Anne Applebaum has an interesting piece in today’s WaPo on what she dubs “The Torture Myth.”

But does torture work? The question has been asked many times since Sept. 11, 2001. I’m repeating it, however, because the Gonzales hearings inspired more articles about our lax methods (“Too Nice for Our Own Good” was one headline), because similar comments may follow this week’s trial of Spec. Charles Graner, the alleged Abu Ghraib ringleader, and because I still cannot find a positive answer. I’ve heard it said that the Syrians and the Egyptians “really know how to get these things done.” I’ve heard the Israelis mentioned, without proof. I’ve heard Algeria mentioned, too, but Darius Rejali, an academic who recently trolled through French archives, found no clear examples of how torture helped the French in Algeria — and they lost that war anyway. “Liberals,” argued an article in the liberal online magazine Slate a few months ago, “have a tendency to accept, all too eagerly, the argument that torture is ineffective.” But it’s also true that “realists,” whether liberal or conservative, have a tendency to accept, all too eagerly, fictitious accounts of effective torture carried out by someone else.

By contrast, it is easy to find experienced U.S. officers who argue precisely the opposite. Meet, for example, retired Air Force Col. John Rothrock, who, as a young captain, headed a combat interrogation team in Vietnam. More than once he was faced with a ticking time-bomb scenario: a captured Vietcong guerrilla who knew of plans to kill Americans. What was done in such cases was “not nice,” he says. “But we did not physically abuse them.” Rothrock used psychology, the shock of capture and of the unexpected. Once, he let a prisoner see a wounded comrade die. Yet — as he remembers saying to the “desperate and honorable officers” who wanted him to move faster — “if I take a Bunsen burner to the guy’s genitals, he’s going to tell you just about anything,” which would be pointless. Rothrock, who is no squishy liberal, says that he doesn’t know “any professional intelligence officers of my generation who would think this is a good idea.”

Or listen to Army Col. Stuart Herrington, a military intelligence specialist who conducted interrogations in Vietnam, Panama and Iraq during Desert Storm, and who was sent by the Pentagon in 2003 — long before Abu Ghraib — to assess interrogations in Iraq. Aside from its immorality and its illegality, says Herrington, torture is simply “not a good way to get information.” In his experience, nine out of 10 people can be persuaded to talk with no “stress methods” at all, let alone cruel and unusual ones.
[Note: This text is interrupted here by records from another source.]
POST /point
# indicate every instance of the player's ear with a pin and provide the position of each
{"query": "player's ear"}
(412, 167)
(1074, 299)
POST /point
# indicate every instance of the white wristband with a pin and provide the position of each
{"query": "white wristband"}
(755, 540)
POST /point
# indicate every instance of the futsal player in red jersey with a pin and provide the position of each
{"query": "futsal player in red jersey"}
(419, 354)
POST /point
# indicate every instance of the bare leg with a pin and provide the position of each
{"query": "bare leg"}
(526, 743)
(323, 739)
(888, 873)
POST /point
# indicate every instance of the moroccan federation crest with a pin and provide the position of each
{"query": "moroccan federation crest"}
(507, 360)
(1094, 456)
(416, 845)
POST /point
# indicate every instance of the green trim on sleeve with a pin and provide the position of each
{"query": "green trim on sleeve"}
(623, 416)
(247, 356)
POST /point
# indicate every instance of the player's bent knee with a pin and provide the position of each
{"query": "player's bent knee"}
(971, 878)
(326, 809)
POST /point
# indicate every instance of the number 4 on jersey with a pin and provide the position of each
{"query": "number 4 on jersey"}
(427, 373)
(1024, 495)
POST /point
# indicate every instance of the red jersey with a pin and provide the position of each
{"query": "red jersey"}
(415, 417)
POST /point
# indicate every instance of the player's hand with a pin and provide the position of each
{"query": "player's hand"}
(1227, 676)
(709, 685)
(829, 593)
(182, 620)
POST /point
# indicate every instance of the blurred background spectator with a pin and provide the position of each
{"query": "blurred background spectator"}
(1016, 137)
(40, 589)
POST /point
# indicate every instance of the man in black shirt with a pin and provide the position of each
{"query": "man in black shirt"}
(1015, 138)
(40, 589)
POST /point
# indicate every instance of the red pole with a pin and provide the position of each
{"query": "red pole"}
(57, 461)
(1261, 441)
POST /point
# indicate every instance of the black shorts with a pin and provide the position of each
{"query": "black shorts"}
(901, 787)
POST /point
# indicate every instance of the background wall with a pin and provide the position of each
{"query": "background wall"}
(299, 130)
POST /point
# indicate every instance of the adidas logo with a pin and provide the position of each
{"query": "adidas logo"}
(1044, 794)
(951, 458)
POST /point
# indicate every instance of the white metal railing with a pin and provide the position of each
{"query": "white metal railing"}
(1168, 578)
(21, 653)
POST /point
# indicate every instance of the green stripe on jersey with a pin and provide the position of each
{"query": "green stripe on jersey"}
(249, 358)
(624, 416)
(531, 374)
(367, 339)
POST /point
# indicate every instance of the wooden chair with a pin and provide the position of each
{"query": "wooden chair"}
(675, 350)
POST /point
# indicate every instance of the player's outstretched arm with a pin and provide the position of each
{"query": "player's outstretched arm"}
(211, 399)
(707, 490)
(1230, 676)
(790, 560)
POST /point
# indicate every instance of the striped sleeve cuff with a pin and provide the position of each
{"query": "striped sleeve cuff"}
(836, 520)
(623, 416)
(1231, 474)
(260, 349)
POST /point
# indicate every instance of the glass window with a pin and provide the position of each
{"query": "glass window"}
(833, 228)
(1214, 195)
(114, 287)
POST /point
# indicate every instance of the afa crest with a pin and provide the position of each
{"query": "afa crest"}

Asked whether that would be true of religiously motivated fanatics, he says that the “batting average” might be lower: “perhaps six out of ten.” And if you beat up the remaining four? “They’ll just tell you anything to get you to stop.”

Yep. As I noted in March 2003, torturing captive terrorists is

. . . a horrible idea. Not because it’s morally unjustifiable but because it won’t work. For one thing, information obtained under torture is virtually worthless, since people will say anything to stop the pain. For another, we’ve learned from our experiences with prisoners of war that people are a hell of a lot more likely to surrender to you if they know they’ll be treated humanely.

The other argument, that our torturing prisoners makes it more likely that our prisoners will be treated well, is rather dubious given the present enemy, however.

FILED UNDER: Intelligence, Military Affairs, Terrorism, , , , , , , , , ,
James Joyner
About James Joyner
James Joyner is Professor and Department Head of Security Studies at Marine Corps University's Command and Staff College. He's a former Army officer and Desert Storm veteran. Views expressed here are his own. Follow James on Twitter @DrJJoyner.

Comments

  1. Bithead says:

    One point that’s not being considered here is the cultural differences.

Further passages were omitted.